Example Collaborative Exercises 

  • Determining the Highest and Lowest Matching Pairs of Numbers: Tape index cards to the bottom of all participants' chairs.  Some cards have a twin number on another card in the room, but most do not.  The group must find a way to figure out which pair is highest and which is lowest.  An example hint you can give the participants include how many pairs their are.
  • Unscrambling Letters to Spell a Word: Everyone has a letter on an index card or PostIt and some of the letters will be used to spell out a word.  Different rules can be applied to figure out which letters are part of the word and which are not; for example, any letter that is on exactly three index cards will not be used; all other cards will be used as part of the answer.  An example hint you can give the participants is the final number of letters in the word that will be unscrambled.
  • Determining the Average of Numbers on all Index Cards: Tape index cards to the bottom of all participants' chairs or hand them out.  Start with a non-obvious number 136 and use a pattern that increases by three.  Whatever the pattern is, the average is going to be the average of the highest and lowest numbers; usually someone in the audience will figure this out.  An example hint you can give the participants is that the pattern increases by three or that the lower numbers are at the front of the room.
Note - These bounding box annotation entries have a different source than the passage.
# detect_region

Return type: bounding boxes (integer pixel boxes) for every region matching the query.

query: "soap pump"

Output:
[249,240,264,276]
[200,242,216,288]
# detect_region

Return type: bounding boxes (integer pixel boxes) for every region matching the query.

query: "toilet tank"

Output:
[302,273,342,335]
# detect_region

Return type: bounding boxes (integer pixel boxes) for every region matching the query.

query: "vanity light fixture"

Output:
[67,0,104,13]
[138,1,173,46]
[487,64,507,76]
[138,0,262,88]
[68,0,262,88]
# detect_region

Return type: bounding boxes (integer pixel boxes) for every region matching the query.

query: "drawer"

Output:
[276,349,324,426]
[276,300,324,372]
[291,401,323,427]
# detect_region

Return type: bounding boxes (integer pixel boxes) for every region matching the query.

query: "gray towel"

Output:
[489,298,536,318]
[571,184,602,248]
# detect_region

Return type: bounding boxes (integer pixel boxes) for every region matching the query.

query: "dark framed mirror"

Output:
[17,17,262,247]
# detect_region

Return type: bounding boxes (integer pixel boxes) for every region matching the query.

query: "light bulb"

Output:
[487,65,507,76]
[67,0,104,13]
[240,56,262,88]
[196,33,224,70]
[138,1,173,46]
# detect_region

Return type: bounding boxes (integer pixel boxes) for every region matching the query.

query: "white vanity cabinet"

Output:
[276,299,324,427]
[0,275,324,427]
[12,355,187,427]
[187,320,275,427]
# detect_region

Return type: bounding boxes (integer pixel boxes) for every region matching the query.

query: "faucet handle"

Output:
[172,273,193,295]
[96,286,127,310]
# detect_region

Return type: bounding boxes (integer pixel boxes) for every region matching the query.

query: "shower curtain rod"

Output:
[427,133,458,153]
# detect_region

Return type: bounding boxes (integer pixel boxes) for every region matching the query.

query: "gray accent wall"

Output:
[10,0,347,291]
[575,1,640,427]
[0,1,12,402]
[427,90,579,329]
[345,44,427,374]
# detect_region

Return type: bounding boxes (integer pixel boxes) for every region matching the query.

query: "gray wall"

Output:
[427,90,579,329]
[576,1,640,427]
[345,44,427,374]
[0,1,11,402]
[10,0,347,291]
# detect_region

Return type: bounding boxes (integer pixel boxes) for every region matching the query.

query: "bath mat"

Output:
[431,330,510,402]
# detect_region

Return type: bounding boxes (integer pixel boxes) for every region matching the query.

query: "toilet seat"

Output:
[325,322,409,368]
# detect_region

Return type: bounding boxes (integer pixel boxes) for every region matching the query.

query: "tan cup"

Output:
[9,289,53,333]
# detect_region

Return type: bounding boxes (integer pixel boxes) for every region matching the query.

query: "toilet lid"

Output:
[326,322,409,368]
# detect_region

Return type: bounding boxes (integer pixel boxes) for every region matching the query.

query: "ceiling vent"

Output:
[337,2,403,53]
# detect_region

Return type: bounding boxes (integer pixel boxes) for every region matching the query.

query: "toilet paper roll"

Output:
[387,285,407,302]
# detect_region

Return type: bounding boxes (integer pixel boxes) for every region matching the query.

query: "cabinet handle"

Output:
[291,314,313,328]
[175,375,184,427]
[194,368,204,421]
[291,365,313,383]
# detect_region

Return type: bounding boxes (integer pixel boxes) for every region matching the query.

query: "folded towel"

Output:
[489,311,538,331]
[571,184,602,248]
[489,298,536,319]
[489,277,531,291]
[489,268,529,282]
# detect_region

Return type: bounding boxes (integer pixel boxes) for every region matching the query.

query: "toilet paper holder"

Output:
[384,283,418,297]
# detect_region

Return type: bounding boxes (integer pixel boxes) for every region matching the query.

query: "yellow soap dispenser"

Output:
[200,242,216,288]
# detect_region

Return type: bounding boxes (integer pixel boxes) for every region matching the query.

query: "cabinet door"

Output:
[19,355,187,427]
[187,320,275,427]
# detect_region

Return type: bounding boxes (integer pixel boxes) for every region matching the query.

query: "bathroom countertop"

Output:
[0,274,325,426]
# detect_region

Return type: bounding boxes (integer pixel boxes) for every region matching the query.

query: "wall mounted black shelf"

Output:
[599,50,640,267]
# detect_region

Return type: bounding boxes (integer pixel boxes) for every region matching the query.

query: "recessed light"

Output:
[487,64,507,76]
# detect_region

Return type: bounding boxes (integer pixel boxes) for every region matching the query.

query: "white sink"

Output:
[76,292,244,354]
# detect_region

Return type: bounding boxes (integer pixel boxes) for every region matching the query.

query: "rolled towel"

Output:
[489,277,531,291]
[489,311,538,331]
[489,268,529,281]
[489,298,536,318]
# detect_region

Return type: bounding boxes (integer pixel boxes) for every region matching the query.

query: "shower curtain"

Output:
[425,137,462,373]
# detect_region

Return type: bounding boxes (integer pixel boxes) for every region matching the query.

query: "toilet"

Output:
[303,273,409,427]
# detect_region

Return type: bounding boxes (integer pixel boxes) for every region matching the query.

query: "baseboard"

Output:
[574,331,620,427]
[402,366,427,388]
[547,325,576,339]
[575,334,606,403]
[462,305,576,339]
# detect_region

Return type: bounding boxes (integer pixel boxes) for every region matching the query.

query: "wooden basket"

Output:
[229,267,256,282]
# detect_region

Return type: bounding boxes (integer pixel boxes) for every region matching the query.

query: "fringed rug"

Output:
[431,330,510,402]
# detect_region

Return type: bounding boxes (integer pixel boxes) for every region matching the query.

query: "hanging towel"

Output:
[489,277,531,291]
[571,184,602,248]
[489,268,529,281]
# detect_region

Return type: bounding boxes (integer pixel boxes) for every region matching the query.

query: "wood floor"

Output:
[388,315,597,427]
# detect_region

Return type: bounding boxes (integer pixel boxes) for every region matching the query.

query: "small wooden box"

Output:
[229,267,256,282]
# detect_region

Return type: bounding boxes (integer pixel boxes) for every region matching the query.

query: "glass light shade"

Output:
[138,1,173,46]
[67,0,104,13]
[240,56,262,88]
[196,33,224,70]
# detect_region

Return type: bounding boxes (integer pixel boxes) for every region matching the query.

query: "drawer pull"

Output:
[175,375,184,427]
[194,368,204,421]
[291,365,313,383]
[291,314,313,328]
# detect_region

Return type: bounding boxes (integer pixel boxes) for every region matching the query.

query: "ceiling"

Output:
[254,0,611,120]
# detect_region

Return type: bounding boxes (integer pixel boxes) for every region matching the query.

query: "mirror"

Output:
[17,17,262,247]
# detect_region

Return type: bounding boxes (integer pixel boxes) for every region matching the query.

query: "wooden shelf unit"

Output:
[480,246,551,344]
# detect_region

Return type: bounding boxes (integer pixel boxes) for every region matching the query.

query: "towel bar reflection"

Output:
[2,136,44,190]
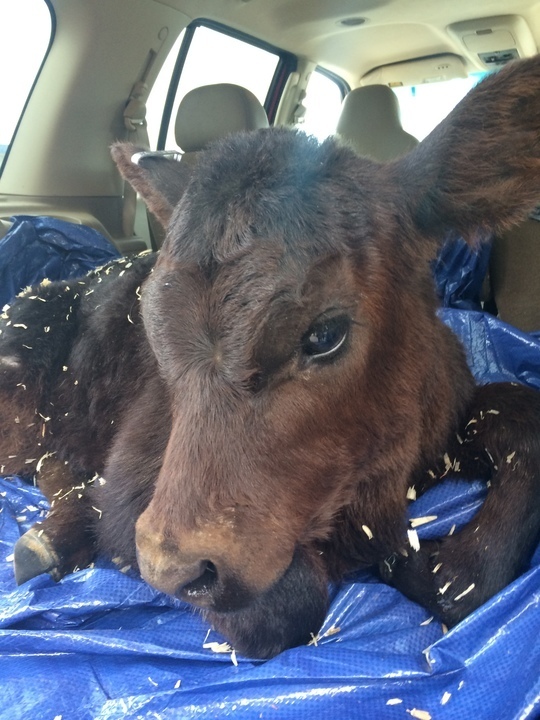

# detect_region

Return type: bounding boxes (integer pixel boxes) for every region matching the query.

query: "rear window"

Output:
[0,0,52,167]
[146,25,281,148]
[392,73,485,140]
[296,68,348,140]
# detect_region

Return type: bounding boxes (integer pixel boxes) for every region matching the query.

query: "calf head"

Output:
[115,59,540,656]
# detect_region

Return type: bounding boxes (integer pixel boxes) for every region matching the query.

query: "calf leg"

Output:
[14,456,99,585]
[382,383,540,625]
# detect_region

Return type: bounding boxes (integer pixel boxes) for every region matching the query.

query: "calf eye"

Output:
[302,315,351,360]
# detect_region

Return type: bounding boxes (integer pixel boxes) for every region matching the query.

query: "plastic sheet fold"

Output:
[0,215,120,307]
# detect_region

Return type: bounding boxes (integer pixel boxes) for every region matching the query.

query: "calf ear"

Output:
[388,56,540,245]
[111,143,191,227]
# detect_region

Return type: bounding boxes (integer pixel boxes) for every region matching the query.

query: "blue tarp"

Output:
[0,232,540,720]
[0,215,120,308]
[0,310,540,720]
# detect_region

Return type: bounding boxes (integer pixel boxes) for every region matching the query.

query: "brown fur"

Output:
[0,59,540,657]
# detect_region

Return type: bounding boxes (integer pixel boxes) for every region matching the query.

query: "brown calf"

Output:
[0,58,540,657]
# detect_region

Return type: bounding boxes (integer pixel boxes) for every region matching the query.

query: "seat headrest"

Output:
[336,85,418,161]
[174,83,268,153]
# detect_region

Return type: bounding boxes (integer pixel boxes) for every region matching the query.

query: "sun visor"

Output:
[361,54,467,87]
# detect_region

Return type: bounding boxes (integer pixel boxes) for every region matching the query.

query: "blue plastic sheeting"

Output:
[0,310,540,720]
[431,237,491,310]
[0,215,120,307]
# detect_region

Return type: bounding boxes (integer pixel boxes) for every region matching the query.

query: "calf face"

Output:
[4,59,540,657]
[110,59,540,640]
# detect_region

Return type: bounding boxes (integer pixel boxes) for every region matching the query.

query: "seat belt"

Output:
[122,80,150,238]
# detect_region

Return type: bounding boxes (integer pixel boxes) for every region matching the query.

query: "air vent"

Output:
[478,48,519,67]
[448,15,537,70]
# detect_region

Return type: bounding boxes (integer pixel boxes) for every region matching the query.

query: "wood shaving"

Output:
[203,642,233,653]
[407,529,420,552]
[407,708,431,720]
[409,515,438,528]
[454,583,475,601]
[439,580,452,595]
[362,525,373,540]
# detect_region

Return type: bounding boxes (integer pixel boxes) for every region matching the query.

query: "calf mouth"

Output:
[204,548,329,659]
[139,547,329,659]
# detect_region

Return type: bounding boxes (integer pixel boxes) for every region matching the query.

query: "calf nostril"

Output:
[175,560,218,605]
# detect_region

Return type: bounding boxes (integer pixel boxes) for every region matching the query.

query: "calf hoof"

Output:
[13,527,64,585]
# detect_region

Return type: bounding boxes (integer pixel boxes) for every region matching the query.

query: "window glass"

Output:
[147,26,280,148]
[392,73,484,140]
[0,0,52,165]
[298,70,343,140]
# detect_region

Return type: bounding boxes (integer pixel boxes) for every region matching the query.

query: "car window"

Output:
[147,25,280,148]
[392,73,485,140]
[0,0,52,167]
[297,68,345,140]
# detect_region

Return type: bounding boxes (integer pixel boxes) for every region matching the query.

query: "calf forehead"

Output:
[164,130,378,267]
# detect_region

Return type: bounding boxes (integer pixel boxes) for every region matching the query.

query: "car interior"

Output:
[0,0,540,331]
[0,0,540,720]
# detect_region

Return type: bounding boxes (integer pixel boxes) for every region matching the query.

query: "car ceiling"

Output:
[155,0,540,86]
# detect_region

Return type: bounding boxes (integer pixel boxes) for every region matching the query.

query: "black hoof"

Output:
[13,526,62,585]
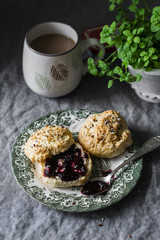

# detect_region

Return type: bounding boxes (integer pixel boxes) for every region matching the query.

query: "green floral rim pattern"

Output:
[12,109,142,212]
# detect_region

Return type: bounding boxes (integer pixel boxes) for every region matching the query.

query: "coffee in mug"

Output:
[22,22,105,97]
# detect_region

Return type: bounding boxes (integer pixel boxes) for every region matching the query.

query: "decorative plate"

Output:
[12,110,142,212]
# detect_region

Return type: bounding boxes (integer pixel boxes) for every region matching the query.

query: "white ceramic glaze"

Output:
[128,66,160,103]
[22,22,105,97]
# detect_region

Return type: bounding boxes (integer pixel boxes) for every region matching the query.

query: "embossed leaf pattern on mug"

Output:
[51,63,68,81]
[35,72,51,90]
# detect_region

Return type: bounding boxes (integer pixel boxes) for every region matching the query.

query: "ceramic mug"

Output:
[22,22,105,97]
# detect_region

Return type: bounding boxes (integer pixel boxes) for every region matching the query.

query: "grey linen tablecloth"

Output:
[0,0,160,240]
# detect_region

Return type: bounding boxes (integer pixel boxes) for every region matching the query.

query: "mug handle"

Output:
[80,38,105,75]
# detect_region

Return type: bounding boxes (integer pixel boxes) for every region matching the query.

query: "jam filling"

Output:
[44,144,88,182]
[81,181,108,195]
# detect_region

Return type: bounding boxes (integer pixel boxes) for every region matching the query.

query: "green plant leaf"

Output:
[136,73,142,82]
[137,27,144,35]
[109,3,115,11]
[139,42,146,48]
[108,80,113,88]
[123,30,131,37]
[155,30,160,40]
[139,51,147,57]
[139,8,145,16]
[129,4,138,13]
[133,37,140,43]
[144,60,149,67]
[132,29,137,35]
[154,62,160,69]
[151,54,158,60]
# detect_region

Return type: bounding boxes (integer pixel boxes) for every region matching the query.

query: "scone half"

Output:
[78,110,132,158]
[24,125,74,162]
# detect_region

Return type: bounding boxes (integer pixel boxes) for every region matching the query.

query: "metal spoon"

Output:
[81,136,160,196]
  • Incentivized Balloon Trading: Give everyone an envelope with two colored balloons.  Post a point system on the wall such as Red = 1, Orange = 2, Yellow = 3, Blue = 4, Green =5, Purple = 6 (or to add complexity, make pieces of the point system hints that you give to a handful of individuals and see whether they share that information when they are responsible for informing the group).  If someone gets a pair of the same color, they can triple the point total of each of their individual balloons.  The winner is the one with the highest number of points.  The purpose is to demonstrate that if you incentivize an activity, it happens.  You can run a second iteration of this exercise after people have traded to get pairs and tell them that the new goal is to have the lowest point total as a group and that their individual point totals do not matter; very quickly, people should realize that they need to help each other out and one person must trade a balloon with each of the people that has a pair.  Discussion points include the difference dynamics between both iterations; in the first iteration everyone was competing, and in the second iteration only the group's success mattered.